Fin qui la cronaca. Andando al dunque, il lavoro di Marchetti si inserisce nello stile contemporaneo del più diffuso fotogiornalismo internazionale. Sono immagini digitali ipernitide con cromie molto essenziali e l'uso frequente di forti luci artificiali crude e dirette. L'insieme dell'iconografia così realizzata ha qualcosa di fiammingo nell'effetto iperrealistico che produce. Le guarderanno con il giusto distacco i nostri discendenti, se ne avremo, e le troveranno "tipiche" dei secondo decennio del Duemila. La fotocamera diventa una macchina chirurgica che ritaglia dai fenomeni visibili una sezione talmente affilata da trasformare tutto nel ricalco grafico tridimensionale di se stesso. Forse il tentativo è quello di sopperire all'assenza di rumori, odori e movimenti oppure di scavare nel realismo fino alle ossa per restituirlo con un'evidenza inoppugnabile. Fatto sta che trovo si ottenga l'effetto contrario. Una lucidatura buona per l'editoria ipocrita, ma ben pensante, in specie di cultura anglosassone progressista che vuole lo "scoop" però senza irritare l'inserzionista e chi mette i soldi nella baracca per farla vivere (per pudore chiamato "sponsor").

Il discorso non riguarda nello specifico Marchetti, che nella presentazione si rivela un professionista serio, preparato e consapevole del mondo in cui agisce. Tutto il sistema del'informazione fotogiornalistica, che vorrebbe far parte della più ampia fotografia sociale, è afflitto dagli stessi insuperabili problemi del mostrare come stanno le cose, per pulsione etica, ma senza esagerare perché sennò nessuno ti fa mostrare niente.

E qui veniamo ad un altro nodo. Il fotografo si cala nella situazione con rispetto e distacco. Fotografa persone che fanno quel lavoro crudele verso gli animali per necessità di vita. Lui stesso però fotografa per necessità di vita. Il piano etico è lo stesso. Tutti noi umani viventi lavoriamo per necessità di vita. Quasi tutti, va bene. Allora che senso ha puntare il dito su un lavoro rispetto ad un altro? Produrre bombe, ammazzare animali per la moda o per mangiarseli, coltivare campi fino ad esaurirne la fertilità, spostarsi usando carburanti fossili, ecc. ecc. sono tutti comportamenti che distruggono il ramo su cui siamo seduti. Distinguerli, dà più tempo al ramo prima della rottura, ma non la impedisce. Il problema siamo noi umani, troppo umani e in troppi sul ramo. Basta saperlo, basta vederlo. In questo senso il lavoro presentato da Paolo Marchetti è utile. Non facciamo finta che gli animali siano come Peppa Pig o che mettersi un vestito di pelle animale sia solo un gesto innocente e persino piacevole.
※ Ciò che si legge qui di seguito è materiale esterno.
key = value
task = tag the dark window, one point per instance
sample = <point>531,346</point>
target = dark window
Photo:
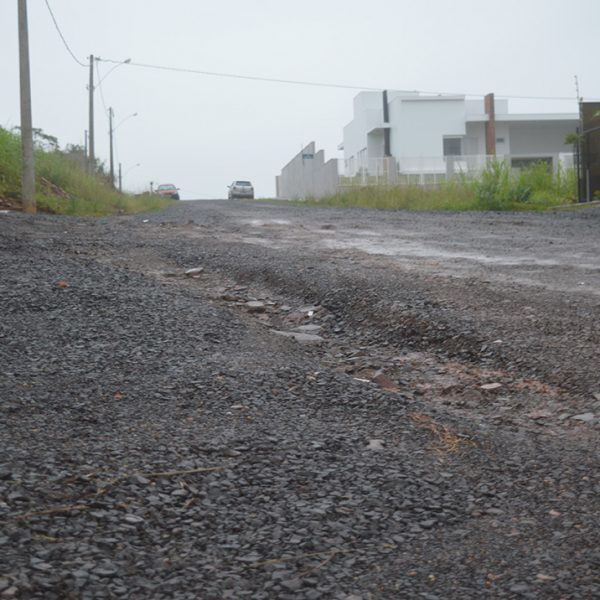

Sapere di essere umani e di essere il problema è già qualcosa. Forse persino troppo però. Si volta pagina, si clicca su un altro sito e si dimentica in fretta. Temo che proprio la memoria sia ciò che si evita di proposito sempre di più. In questo senso, le fotografie digitali aiutano perché sono dei file che difficilmente verranno archiviati e conservati per secoli. Se l'umanità ricordasse proprio tutto, e per davvero, forse finirebbe per ridursi ad una follia persino più insostenibile di quella già dettata dalla falsa innocenza in cui ama vivere.